Universitas Bengkulu (Unib) terus memperkuat langkah menuju terwujudnya ekosistem pendidikan tinggi yang tidak hanya berorientasi pada transfer pengetahuan, tetapi juga mampu melahirkan inovasi, menciptakan peluang, dan menghadirkan dampak nyata bagi masyarakat. Komitmen tersebut salah satunya diwujudkan melalui penguatan kapasitas dosen dalam mengembangkan pembelajaran kewirausahaan berbasis teknologi atau technopreneurship.



Kepala LPMPP Unib Dr. Charles Banon saat menyampaikan sambutan.(foto:hms1)
Melalui Lembaga Penjaminan Mutu dan Pengembangan Pembelajaran (LPMPP), Unib menggelar kegiatan Peningkatan Kapasitas Dosen Kewirausahaan dengan mengusung tema “Transformasi Pembelajaran Technopreneurship Menuju Kampus Berdampak: Membangun Startup Mahasiswa yang Inovatif, Adaptif, dan Berkelanjutan.”

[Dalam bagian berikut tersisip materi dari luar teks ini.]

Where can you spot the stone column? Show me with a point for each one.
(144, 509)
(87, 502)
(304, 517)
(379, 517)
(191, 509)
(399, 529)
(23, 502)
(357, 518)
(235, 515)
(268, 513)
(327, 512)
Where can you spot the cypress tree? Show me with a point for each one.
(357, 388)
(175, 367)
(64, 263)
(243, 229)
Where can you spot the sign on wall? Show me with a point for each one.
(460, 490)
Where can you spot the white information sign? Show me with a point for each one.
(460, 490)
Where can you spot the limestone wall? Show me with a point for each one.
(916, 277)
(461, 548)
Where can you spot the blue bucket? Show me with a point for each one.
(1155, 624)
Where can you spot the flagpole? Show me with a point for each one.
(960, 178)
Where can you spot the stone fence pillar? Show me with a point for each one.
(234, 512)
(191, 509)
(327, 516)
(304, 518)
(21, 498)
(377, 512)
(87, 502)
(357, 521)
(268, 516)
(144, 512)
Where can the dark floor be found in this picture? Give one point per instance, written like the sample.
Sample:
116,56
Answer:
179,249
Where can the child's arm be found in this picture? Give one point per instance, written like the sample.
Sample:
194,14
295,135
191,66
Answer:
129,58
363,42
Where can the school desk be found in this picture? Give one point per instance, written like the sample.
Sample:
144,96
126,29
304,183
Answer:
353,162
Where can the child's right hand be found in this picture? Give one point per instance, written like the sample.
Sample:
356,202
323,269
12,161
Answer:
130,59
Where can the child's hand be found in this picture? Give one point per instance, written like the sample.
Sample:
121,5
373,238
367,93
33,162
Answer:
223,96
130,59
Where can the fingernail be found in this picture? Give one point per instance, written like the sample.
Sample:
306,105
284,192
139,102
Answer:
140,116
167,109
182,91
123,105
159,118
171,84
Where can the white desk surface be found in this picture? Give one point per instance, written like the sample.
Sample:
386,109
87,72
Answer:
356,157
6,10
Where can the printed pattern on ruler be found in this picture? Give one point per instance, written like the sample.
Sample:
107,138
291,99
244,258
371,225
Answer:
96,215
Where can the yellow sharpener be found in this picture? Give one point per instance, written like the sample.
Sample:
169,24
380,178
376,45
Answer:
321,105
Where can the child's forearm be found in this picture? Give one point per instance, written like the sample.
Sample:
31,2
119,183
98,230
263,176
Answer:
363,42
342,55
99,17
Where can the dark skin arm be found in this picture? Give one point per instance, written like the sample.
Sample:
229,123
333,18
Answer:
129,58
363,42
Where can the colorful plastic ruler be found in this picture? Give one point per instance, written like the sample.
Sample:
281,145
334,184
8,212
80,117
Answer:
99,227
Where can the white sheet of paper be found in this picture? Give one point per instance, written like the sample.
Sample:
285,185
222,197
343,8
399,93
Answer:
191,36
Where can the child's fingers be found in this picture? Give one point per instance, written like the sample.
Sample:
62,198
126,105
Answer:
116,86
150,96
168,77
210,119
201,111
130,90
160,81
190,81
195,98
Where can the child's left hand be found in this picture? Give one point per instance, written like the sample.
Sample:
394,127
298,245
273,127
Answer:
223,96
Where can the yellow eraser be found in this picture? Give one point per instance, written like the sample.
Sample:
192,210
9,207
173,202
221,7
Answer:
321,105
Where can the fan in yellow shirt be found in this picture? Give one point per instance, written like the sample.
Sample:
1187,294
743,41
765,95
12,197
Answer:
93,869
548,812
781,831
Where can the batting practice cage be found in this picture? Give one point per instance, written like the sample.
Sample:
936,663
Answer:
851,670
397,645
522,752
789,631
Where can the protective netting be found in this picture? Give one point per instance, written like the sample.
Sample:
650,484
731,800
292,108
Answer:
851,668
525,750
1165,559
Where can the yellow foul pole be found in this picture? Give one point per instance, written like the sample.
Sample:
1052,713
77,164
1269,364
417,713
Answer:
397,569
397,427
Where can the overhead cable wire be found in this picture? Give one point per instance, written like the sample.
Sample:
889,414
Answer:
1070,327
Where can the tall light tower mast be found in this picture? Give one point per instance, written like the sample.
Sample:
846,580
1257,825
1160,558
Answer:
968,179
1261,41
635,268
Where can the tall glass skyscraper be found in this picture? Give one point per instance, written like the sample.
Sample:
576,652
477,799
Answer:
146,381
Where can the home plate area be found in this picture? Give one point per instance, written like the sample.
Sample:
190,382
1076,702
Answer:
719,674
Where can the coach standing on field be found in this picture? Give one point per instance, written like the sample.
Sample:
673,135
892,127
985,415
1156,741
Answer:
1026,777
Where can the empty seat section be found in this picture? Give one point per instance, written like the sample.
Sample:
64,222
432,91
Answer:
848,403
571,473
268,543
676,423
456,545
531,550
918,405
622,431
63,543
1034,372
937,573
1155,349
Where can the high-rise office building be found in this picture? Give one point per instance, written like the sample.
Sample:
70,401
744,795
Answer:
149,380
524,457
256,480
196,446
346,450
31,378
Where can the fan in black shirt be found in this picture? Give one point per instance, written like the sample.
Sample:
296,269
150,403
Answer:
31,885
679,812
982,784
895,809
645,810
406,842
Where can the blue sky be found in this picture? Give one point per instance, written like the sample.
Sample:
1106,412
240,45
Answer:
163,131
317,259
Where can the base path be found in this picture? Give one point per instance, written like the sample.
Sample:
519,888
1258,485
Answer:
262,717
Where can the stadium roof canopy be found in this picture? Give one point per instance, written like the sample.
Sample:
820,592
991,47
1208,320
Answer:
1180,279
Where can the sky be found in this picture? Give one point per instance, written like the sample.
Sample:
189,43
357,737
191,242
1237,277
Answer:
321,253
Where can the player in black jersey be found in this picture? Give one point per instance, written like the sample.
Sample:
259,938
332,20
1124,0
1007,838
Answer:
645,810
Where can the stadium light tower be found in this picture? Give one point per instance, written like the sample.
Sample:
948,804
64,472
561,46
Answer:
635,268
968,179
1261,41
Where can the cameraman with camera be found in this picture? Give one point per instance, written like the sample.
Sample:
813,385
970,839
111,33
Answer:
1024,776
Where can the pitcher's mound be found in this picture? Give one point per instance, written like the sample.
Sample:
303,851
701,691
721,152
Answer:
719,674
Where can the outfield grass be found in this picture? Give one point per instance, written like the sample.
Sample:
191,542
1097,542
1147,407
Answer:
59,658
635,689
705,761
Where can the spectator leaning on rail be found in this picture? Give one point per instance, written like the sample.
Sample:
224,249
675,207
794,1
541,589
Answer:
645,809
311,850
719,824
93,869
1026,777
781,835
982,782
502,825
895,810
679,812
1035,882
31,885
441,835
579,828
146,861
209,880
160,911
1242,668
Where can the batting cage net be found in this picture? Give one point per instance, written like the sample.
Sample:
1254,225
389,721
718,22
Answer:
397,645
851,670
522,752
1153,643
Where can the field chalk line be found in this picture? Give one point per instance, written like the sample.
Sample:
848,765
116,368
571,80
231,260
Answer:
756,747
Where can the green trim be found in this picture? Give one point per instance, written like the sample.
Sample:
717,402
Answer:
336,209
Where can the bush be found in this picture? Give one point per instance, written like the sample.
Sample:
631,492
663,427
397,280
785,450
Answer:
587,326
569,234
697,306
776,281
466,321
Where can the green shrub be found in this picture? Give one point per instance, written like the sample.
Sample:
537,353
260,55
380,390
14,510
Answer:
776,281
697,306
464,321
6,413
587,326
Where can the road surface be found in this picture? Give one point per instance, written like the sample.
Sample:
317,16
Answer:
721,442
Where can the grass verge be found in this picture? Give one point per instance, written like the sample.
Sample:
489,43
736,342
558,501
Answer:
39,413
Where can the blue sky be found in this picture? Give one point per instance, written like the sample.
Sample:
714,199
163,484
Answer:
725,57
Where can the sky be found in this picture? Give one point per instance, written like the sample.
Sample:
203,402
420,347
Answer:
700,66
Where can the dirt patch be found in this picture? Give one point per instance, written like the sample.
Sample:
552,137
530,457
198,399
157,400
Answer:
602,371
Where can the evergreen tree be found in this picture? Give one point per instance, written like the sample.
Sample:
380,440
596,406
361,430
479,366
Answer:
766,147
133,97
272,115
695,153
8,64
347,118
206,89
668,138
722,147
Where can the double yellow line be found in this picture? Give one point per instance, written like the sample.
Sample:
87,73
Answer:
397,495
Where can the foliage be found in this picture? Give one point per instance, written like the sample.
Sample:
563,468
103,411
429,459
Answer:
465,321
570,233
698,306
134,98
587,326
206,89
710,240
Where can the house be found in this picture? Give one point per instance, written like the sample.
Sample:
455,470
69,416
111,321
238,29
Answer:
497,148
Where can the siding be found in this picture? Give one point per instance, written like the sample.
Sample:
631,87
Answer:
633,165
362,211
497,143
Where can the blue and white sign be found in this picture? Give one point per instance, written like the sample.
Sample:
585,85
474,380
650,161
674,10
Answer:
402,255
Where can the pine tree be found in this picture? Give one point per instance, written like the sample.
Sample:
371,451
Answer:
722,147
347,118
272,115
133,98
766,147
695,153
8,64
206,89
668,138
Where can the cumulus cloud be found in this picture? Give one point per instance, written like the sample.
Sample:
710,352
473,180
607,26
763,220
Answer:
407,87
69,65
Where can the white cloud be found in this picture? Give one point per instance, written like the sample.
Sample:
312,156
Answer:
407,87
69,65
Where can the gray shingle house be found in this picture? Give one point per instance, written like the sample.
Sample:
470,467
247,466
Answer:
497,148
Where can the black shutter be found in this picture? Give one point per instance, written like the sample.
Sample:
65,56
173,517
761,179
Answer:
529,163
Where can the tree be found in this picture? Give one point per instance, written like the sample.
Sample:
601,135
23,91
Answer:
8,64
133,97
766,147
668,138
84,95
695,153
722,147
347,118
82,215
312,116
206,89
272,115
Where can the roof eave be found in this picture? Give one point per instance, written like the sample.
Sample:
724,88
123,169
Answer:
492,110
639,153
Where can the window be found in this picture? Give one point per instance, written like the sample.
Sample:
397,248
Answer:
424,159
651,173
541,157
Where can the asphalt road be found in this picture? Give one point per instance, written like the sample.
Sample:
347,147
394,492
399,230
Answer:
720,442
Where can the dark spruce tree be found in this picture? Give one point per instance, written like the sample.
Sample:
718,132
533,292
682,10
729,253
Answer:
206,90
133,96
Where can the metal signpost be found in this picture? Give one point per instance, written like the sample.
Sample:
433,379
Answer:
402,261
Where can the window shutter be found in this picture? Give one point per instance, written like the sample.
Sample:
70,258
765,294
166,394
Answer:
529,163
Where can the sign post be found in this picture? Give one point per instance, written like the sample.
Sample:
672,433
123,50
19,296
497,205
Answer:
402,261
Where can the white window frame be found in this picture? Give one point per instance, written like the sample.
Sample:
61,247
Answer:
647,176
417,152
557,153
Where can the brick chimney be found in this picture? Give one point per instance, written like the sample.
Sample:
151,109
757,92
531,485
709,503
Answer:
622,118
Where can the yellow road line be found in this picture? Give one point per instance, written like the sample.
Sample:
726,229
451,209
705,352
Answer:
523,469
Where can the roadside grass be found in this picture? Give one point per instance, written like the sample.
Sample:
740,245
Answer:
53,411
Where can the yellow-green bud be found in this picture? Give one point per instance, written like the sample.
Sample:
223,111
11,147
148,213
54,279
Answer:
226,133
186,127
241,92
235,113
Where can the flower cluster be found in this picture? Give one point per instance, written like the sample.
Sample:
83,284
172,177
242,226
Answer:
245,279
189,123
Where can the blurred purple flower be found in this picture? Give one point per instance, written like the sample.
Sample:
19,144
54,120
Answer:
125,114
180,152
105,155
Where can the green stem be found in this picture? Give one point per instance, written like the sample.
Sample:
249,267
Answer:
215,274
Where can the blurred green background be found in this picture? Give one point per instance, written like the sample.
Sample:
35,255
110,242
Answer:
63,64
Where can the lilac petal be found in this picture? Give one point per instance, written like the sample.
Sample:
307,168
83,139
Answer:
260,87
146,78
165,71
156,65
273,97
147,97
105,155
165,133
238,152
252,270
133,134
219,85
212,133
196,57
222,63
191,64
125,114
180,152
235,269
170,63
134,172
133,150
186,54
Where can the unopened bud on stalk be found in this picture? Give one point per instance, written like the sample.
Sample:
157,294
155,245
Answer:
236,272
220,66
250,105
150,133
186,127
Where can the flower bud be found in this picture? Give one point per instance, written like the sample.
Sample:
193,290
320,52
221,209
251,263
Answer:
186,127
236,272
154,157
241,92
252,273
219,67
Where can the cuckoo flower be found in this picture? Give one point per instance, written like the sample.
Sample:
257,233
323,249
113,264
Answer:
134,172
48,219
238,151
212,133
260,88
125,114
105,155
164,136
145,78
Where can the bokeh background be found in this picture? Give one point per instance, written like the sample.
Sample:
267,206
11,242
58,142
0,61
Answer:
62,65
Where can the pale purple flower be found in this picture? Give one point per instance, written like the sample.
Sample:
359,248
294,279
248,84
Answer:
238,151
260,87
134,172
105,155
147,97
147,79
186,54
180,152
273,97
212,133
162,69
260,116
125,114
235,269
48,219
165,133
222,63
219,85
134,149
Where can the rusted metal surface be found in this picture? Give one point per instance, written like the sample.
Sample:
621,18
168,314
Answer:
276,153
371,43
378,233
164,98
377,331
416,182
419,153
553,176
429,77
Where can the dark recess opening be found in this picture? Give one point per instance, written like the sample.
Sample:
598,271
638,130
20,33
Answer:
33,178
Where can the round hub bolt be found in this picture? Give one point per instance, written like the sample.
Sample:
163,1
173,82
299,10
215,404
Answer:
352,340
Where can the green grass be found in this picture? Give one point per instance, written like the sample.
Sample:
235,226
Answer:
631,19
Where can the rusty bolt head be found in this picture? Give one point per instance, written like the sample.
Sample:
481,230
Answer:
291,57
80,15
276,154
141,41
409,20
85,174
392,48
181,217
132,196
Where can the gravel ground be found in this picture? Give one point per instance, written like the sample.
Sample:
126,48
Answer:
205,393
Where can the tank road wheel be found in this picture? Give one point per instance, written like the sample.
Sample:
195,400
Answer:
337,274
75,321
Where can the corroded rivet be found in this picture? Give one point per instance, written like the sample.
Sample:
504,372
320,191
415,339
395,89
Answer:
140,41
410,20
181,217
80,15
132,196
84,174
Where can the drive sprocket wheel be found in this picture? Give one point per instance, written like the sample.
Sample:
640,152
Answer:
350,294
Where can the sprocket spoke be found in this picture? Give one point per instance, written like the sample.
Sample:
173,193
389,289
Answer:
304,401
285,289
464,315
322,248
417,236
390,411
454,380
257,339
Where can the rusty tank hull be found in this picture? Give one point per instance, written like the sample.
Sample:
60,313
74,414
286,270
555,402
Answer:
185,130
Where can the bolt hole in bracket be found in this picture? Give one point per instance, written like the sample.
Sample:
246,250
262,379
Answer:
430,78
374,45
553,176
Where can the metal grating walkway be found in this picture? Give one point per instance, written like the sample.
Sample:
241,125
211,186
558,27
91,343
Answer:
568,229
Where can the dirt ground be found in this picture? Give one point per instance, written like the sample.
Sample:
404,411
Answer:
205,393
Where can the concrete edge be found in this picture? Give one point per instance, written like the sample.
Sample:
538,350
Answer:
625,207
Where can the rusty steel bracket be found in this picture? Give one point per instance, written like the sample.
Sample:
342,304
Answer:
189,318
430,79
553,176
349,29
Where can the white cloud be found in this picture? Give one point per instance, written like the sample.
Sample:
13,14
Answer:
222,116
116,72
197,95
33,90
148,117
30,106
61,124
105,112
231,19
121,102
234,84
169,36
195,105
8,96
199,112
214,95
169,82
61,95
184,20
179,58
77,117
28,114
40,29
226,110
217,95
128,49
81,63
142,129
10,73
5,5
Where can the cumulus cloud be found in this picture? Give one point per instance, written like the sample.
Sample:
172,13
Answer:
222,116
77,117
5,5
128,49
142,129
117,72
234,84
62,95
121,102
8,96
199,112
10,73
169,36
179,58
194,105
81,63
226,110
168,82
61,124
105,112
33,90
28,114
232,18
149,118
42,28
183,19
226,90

Kegiatan ini berlangsung di Aula Lantai 2 Gedung LPMPP Unib, Rabu (19/8/2026), menghadirkan Wakil Direktur Bidang Akademik Politeknik Negeri Jakarta (PNJ), Nunung Martina, ST, M.Si, sebagai narasumber. Selain memiliki pengalaman akademik dan manajerial dalam pengembangan pendidikan vokasi, Nunung juga dikenal aktif membangun ekosistem kewirausahaan dan memberikan inspirasi kepada mahasiswa untuk berani mengembangkan gagasan menjadi usaha yang bernilai.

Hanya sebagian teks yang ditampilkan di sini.